Coronavirus: More than half of Brits expect a recession
More than half of Britons now expect the economy to tumble into recession within a year due to the coronavirus outbreak, a poll has shown, with pessimism about household finances rising at the fastest rate on record.
Pollsters Yougov said 52 per cent of people in the UK think the economy will be in recession this year. One in five fear a deeper “depression” while only one per cent of Britons think the economy will be booming.
“With unprecedented government measures to crackdown on the spread of Covid-19 shutting small and large businesses across the country and confining Britons to their homes, it’s unsurprising that consumer confidence has been knocked,” said Oliver Rowe, director of reputation research at Yougov.
Think tanks, banks and public institutions are also increasingly pessimistic about the hit to the UK economy. The Centre for Economics and Business Research (Cebr) today predicted coronavirus would cause UK output to plunge an unprecedented 15 per cent in the second quarter of the year.

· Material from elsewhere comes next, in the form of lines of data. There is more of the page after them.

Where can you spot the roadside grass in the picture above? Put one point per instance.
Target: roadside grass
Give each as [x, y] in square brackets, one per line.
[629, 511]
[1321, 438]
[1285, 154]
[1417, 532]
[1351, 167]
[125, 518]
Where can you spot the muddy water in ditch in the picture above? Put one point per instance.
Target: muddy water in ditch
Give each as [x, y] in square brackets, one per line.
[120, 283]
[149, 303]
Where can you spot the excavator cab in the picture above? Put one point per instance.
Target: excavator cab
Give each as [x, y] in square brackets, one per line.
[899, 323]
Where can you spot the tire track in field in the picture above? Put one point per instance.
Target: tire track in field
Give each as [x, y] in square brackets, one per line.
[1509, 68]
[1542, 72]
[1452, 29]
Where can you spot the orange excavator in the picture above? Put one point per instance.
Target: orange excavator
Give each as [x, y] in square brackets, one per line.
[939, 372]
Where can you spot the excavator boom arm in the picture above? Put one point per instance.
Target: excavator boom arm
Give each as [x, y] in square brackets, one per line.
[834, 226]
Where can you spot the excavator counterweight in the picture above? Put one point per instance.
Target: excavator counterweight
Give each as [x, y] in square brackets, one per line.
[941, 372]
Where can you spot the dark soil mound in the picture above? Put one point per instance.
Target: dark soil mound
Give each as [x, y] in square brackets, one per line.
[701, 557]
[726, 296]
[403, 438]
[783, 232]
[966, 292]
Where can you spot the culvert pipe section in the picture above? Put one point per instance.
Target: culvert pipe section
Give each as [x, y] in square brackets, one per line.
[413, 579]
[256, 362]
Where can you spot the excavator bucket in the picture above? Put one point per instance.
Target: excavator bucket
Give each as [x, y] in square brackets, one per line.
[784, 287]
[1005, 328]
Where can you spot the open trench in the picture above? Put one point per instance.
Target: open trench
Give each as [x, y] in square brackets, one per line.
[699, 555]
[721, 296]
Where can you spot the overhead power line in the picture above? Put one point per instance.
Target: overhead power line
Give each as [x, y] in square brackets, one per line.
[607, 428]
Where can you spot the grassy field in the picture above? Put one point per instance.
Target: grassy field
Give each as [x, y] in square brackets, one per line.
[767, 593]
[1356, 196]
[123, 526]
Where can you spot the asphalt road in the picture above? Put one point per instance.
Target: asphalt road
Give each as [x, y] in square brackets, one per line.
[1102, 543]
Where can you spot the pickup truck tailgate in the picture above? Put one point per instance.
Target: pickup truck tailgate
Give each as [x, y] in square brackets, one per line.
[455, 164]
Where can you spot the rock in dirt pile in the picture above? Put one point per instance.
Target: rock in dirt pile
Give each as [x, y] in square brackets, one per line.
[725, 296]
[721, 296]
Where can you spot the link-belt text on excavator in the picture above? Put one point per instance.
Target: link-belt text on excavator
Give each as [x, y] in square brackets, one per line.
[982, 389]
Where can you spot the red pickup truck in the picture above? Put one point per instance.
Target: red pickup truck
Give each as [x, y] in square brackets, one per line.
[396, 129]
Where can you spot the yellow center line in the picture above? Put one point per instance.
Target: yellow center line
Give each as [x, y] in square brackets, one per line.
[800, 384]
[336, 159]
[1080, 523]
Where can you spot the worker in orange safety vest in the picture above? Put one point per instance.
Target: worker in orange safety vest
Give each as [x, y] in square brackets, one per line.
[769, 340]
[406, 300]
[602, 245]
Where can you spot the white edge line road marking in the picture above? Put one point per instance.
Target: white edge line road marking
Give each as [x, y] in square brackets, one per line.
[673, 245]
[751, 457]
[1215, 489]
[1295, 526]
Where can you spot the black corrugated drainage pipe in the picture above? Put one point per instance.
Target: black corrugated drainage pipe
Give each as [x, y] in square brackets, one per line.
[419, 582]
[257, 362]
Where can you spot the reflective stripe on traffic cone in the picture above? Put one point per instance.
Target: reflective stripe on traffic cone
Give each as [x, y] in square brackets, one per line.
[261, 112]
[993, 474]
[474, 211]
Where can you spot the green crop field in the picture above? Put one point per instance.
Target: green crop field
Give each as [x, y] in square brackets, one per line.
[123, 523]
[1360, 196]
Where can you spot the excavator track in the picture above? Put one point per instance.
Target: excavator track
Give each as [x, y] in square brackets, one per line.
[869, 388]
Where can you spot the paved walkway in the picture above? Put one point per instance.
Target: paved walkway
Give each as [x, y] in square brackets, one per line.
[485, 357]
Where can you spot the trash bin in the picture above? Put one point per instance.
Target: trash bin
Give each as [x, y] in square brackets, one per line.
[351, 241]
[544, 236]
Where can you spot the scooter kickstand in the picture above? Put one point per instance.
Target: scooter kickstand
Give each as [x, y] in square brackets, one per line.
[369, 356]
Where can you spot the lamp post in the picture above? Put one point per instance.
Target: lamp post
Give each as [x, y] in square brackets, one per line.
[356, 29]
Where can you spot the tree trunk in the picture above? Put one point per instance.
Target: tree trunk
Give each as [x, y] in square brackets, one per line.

The dire prediction came as the government sent letters to the British public from Prime Minister Boris Johnson warning that things are going to get worse before they get better. “At this moment of national emergency, I urge you, please, to stay at home, protect the NHS and save lives,” he wrote.
Such warnings have caused pessimism about the economy to jump. Yougov’s tracker of consumer confidence slumped 4.2 points to 103.3, it said today, the biggest monthly fall since the wake of the Brexit referendum in 2016.
“The most dramatic fall of all was seen in household finances,” Yougov said. The gauge of how households feel about their finances over the coming year fell by more than any previous month on record, 9.9 points to 93.
Kay Neufeld, head of macroeconomics at Cebr, said: “It is now highly likely that the economic crisis will lead to an increase in unemployment and a reduction in household incomes in the coming months.”
“Government mandated closures of non-essential shops, pubs, restaurants and other establishments will have a devastating effect on several industries and in particular on the leisure and hospitality sectors.”
Neufeld praised the government and Bank of England for “working hard to soften the blow,” however.
The government has said it will step in to pay 80 per cent of the wages of workers who would be laid off. The Bank of England has slashed interest rates to zero and unveiled a number of facilities to increase lending to big and small businesses.